Once he was home, Engel moved into high gear with his writing, and the manuscript of Memory Book rapidly took shape. Within a few weeks, he complete
d the first draft, and he wrote to me at this point:
I have finished my book.… As an author, you’ll know how meaningless that word finish is. What I mean to say is that I have reached the ending for the first time. How many more times will I have to finish it before it leaves the house for the last time? From now on it will be a matter of rewriting and reworking the material.… My publisher has lent me an editor, who has marked certain parts of the manuscript for my attention.… I am able to deal with the simple problems of spelling, syntax, and repetition by taking them one at a time, orienting myself on the page by making use of paragraph breaks to show me where I am.… It remains hard to get a fix on the flow of a book working this way. I can replace divots and monkey about to my heart’s content, but I wonder whether I will be able to see serious plot or design flaws in time.

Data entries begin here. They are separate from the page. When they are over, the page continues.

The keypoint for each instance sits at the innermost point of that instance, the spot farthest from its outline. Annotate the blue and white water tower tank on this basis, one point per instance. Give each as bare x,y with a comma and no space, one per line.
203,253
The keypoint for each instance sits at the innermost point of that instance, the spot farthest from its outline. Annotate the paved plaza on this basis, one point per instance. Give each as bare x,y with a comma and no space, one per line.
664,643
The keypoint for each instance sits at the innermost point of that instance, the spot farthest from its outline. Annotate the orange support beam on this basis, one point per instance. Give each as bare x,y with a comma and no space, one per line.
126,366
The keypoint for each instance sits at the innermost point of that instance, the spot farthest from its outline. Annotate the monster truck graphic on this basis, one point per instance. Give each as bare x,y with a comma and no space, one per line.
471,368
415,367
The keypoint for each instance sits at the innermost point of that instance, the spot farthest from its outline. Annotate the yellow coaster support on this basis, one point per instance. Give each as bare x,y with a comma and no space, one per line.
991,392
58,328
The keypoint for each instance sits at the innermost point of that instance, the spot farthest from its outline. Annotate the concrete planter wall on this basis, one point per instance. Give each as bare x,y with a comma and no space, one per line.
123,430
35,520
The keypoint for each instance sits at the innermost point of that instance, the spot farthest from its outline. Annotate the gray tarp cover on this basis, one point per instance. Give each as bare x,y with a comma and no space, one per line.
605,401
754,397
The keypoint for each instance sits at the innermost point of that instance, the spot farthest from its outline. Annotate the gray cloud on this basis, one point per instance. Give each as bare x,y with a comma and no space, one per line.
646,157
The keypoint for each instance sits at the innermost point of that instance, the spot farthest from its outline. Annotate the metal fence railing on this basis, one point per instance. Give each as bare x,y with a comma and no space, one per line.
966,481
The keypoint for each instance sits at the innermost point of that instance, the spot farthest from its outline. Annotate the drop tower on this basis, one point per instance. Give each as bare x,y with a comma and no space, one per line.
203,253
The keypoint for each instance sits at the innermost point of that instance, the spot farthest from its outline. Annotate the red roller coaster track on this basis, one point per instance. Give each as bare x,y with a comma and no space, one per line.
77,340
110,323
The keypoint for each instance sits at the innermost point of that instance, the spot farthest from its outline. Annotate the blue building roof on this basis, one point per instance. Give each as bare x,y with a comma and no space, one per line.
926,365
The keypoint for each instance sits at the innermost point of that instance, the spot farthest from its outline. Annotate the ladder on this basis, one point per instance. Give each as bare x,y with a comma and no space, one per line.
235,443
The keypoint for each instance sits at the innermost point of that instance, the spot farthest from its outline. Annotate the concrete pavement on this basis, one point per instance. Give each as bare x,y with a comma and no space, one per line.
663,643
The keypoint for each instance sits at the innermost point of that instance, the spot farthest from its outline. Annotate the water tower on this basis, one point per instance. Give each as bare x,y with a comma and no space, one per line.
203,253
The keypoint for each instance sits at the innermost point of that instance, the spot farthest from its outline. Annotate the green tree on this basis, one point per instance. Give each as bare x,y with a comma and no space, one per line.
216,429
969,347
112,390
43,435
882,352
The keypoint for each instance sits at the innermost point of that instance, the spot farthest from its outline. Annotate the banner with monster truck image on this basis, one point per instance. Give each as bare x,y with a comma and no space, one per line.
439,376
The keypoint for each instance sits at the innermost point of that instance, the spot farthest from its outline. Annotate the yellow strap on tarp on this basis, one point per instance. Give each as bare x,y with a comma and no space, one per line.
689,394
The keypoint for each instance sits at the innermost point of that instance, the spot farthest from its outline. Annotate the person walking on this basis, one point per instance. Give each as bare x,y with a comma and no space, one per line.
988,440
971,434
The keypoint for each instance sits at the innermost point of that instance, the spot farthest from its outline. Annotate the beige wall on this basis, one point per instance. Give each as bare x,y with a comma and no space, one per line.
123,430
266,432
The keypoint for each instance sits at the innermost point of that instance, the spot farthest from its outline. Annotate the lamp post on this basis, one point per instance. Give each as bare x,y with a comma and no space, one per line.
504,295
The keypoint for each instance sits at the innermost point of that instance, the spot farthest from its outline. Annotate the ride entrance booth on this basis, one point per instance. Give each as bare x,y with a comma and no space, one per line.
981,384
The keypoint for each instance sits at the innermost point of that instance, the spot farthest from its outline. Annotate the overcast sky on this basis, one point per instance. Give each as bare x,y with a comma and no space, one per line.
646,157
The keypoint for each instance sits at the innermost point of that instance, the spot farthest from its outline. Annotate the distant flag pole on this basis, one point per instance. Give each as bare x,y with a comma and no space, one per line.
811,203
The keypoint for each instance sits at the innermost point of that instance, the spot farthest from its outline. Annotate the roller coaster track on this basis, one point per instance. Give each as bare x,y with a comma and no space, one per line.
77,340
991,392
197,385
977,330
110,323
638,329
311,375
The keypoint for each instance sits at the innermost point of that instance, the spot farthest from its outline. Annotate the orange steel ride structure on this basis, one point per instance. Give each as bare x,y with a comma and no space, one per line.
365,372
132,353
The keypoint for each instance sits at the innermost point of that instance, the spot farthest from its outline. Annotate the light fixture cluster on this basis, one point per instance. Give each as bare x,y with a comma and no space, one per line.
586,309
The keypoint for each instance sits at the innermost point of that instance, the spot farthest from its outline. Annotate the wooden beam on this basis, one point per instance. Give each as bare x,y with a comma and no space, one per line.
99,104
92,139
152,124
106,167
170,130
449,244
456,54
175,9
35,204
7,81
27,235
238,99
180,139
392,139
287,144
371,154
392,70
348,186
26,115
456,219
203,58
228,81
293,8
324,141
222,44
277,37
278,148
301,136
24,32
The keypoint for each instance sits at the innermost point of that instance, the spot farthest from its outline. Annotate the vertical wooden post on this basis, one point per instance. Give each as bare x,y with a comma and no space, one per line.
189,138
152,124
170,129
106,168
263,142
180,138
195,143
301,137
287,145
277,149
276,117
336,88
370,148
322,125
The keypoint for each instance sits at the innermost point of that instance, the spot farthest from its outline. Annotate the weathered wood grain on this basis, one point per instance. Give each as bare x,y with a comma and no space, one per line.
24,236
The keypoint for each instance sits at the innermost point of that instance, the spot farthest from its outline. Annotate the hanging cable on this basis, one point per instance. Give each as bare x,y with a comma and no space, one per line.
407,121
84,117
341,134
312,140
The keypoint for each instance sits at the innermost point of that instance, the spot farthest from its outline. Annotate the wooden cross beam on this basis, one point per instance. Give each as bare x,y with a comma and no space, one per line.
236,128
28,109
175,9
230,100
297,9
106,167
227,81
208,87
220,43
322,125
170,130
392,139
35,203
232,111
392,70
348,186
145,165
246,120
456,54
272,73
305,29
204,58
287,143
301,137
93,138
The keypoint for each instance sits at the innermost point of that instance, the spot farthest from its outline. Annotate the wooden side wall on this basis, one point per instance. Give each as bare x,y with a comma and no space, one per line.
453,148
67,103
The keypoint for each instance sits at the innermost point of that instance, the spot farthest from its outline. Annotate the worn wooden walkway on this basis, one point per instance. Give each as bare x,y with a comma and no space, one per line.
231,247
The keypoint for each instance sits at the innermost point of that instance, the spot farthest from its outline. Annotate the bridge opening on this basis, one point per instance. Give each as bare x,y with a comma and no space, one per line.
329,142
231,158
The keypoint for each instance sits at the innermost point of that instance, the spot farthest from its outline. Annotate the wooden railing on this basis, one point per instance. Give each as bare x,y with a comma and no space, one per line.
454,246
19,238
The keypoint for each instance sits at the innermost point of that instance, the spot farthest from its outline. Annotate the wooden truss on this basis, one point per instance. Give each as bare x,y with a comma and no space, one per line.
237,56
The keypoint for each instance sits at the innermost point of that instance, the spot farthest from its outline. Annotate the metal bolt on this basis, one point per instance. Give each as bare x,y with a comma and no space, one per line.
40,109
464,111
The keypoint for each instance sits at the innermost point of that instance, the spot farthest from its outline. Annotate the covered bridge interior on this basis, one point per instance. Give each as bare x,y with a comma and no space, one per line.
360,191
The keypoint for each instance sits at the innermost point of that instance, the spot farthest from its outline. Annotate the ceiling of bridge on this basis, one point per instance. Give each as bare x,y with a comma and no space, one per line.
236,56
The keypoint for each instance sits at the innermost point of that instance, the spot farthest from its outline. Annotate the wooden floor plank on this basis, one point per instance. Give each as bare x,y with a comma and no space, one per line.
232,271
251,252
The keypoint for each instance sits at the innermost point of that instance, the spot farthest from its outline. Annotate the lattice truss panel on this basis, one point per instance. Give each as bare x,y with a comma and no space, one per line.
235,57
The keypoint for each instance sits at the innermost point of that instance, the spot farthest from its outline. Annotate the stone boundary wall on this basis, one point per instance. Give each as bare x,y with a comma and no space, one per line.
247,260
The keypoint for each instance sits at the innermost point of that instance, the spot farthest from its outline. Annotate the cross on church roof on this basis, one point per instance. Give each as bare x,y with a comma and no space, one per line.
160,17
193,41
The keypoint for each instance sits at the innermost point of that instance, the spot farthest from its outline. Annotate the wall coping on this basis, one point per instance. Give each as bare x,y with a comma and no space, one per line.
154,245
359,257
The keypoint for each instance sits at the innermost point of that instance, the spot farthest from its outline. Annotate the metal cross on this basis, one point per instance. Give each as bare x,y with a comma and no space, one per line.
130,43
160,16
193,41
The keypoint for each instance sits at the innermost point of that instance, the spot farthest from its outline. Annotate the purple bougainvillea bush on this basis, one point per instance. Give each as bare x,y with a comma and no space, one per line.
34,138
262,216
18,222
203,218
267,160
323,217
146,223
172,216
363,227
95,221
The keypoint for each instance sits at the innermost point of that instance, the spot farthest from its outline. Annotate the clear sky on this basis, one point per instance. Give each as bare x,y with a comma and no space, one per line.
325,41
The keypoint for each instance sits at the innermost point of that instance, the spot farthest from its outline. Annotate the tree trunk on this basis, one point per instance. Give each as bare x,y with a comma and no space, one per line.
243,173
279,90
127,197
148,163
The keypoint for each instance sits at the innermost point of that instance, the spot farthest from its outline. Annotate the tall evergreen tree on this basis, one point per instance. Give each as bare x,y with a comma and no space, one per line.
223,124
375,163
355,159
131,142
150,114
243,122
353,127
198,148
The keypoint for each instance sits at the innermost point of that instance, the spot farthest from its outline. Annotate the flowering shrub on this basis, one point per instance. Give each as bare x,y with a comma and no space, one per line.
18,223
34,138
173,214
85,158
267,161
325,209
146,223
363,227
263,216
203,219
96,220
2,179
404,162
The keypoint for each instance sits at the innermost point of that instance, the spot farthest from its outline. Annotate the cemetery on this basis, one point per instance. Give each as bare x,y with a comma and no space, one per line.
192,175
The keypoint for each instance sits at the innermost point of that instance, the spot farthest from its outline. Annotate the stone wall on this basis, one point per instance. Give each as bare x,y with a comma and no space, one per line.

I found this letter astonishing. How was Engel able to deal with the “simple” problems of spelling, syntax, and repetition when (as he wrote in his letter) “the old casual recognition of familiar words remains occluded”? The answer, or a partial answer, he wrote, lay in concentration, deciphering words letter by letter, decoding English print as if it was hieroglyphic, doing consciously and laboriously what had been, before his stroke, unconscious, automatic, and easy. “I can make myself see that certain letter groupings are indeed familiar words, but that comes only after I have stared at the page.”